I approach nature as a way of learning about who I am and what I am. I began to collect my information about making paintings from the physical act of engaging with nature by walking or sticking my hand in a stream to understand what it is. Instead of looking at it, I felt it.
I realized that I had two basic things that I work with in my paintings: the first is organic flow, which is the landscape. The second was an architectural grid or abstraction, which is based on the human perception or response to the natural world. Those two ideas have always been my right hand and my left hand.

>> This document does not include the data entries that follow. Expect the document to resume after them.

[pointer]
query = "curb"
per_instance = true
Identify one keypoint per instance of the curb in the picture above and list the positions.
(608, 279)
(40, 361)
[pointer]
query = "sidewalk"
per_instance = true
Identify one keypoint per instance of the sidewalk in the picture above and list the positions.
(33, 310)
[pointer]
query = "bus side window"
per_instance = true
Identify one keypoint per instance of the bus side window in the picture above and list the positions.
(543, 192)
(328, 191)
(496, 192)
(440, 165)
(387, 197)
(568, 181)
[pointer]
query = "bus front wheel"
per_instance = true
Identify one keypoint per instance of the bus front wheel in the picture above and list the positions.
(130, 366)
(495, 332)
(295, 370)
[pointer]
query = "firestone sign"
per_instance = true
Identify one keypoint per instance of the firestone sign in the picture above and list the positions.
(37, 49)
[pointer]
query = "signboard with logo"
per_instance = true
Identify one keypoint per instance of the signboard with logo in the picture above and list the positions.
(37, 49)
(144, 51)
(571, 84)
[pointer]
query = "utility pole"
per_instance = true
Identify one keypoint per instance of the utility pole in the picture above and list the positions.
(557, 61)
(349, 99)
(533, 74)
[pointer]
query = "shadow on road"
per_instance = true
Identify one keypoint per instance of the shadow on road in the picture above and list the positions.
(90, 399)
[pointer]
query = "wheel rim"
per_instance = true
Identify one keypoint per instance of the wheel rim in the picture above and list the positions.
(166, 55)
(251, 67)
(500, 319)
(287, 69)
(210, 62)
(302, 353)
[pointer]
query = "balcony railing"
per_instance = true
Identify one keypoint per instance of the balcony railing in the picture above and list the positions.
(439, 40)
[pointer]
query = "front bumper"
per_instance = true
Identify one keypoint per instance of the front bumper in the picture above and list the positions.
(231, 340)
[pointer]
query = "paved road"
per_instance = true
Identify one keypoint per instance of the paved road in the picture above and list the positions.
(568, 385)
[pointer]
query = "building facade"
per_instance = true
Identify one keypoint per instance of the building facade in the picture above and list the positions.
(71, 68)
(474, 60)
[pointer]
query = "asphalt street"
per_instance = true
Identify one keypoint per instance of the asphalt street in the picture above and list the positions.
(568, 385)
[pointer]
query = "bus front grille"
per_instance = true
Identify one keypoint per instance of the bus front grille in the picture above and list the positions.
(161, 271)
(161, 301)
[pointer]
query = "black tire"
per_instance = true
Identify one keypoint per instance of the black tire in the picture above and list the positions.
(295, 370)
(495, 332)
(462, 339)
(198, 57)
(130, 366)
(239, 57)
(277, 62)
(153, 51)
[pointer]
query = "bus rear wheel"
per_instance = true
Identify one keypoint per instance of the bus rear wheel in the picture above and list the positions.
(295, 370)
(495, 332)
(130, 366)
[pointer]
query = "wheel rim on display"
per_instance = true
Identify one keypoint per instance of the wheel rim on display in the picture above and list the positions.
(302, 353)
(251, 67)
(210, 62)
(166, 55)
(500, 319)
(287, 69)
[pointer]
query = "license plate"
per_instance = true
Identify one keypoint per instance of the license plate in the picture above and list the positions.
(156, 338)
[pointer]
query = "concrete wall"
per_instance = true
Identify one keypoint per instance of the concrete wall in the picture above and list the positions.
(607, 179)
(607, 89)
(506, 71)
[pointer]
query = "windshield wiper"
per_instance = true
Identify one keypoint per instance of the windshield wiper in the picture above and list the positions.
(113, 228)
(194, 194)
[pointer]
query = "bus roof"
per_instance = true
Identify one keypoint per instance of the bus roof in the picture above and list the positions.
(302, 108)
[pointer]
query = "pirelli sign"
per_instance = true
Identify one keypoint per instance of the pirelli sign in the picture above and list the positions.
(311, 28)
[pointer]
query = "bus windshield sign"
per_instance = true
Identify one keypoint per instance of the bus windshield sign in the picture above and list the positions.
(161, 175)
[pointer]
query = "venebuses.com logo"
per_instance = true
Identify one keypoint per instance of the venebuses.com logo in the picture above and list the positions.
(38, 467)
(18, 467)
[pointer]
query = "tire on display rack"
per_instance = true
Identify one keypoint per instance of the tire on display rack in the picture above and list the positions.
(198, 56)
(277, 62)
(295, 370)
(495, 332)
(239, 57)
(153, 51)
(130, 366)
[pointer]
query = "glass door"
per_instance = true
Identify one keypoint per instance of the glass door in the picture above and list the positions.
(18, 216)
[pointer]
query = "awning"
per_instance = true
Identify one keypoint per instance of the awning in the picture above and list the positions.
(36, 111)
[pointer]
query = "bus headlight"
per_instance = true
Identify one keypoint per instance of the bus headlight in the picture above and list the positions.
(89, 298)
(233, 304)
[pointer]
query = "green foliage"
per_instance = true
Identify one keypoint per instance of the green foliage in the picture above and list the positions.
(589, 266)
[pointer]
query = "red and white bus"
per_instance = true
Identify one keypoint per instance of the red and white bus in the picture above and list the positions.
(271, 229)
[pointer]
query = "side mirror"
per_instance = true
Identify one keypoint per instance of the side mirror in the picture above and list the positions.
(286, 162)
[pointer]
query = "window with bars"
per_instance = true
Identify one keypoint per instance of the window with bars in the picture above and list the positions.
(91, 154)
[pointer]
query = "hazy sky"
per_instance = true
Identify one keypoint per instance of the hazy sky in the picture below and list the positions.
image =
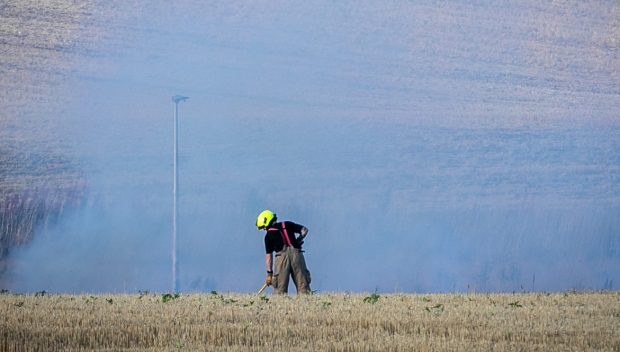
(428, 146)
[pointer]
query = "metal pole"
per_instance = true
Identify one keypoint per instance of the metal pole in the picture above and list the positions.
(175, 212)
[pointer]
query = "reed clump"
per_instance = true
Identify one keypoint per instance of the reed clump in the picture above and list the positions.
(333, 322)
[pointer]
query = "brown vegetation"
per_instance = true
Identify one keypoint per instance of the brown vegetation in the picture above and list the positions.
(332, 322)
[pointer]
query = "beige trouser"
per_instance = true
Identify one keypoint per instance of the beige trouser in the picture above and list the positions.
(291, 262)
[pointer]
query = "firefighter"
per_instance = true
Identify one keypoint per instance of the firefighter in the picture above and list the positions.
(280, 237)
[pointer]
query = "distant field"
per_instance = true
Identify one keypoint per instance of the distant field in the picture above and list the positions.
(327, 322)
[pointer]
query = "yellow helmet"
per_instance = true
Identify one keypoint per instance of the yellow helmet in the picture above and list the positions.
(265, 218)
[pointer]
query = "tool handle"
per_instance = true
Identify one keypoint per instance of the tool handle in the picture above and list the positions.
(262, 289)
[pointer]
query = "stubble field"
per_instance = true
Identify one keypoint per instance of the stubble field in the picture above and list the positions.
(327, 322)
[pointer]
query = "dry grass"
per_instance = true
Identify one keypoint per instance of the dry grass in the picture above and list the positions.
(328, 322)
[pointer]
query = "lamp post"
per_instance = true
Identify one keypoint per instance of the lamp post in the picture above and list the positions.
(176, 99)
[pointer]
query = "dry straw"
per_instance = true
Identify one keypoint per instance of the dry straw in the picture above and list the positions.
(326, 322)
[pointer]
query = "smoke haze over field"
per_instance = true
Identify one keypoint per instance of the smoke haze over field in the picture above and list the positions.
(428, 147)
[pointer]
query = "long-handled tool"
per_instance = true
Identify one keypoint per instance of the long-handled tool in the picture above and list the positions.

I think of painting as something that I started way back when I was a kid and I am doing the same thing now. I am thinking about the same things now that I was thirty years ago. A lot of the times when I am working I am come across elements of a painting I worked on thirty years ago. I can almost remember the exact moment that I discovered or understood a process for the first time. It is a very strange wonderful experience where you can have those flashbacks. It is like timelessness, it is the experience of your life not really having a sense of time about it.
My main interest has always been about the properties of paint, what paint does. Usually, I start with a color. I have not started any new panels in three or four years. I have just been working on things that I started several years ago. When it is all still wet I might start scraping into it and then letting it dry. It does not have any form to it yet, it just has a dimensional mass. I might do dozens of panels all at once with a few variations. I just let the palette evolve until it starts shifting.
Sometimes, the painting gets you to a point where you could see in many directions. The artifact itself, you get beyond it, it is consumed. It serves it purpose in being able to being a conduit to many other things. It might allow you to hook many different layers together but in itself it might not be the greatest thing you have ever done. But for you the kernel of a great experience was there. I always want to get those things back and just keep working on them.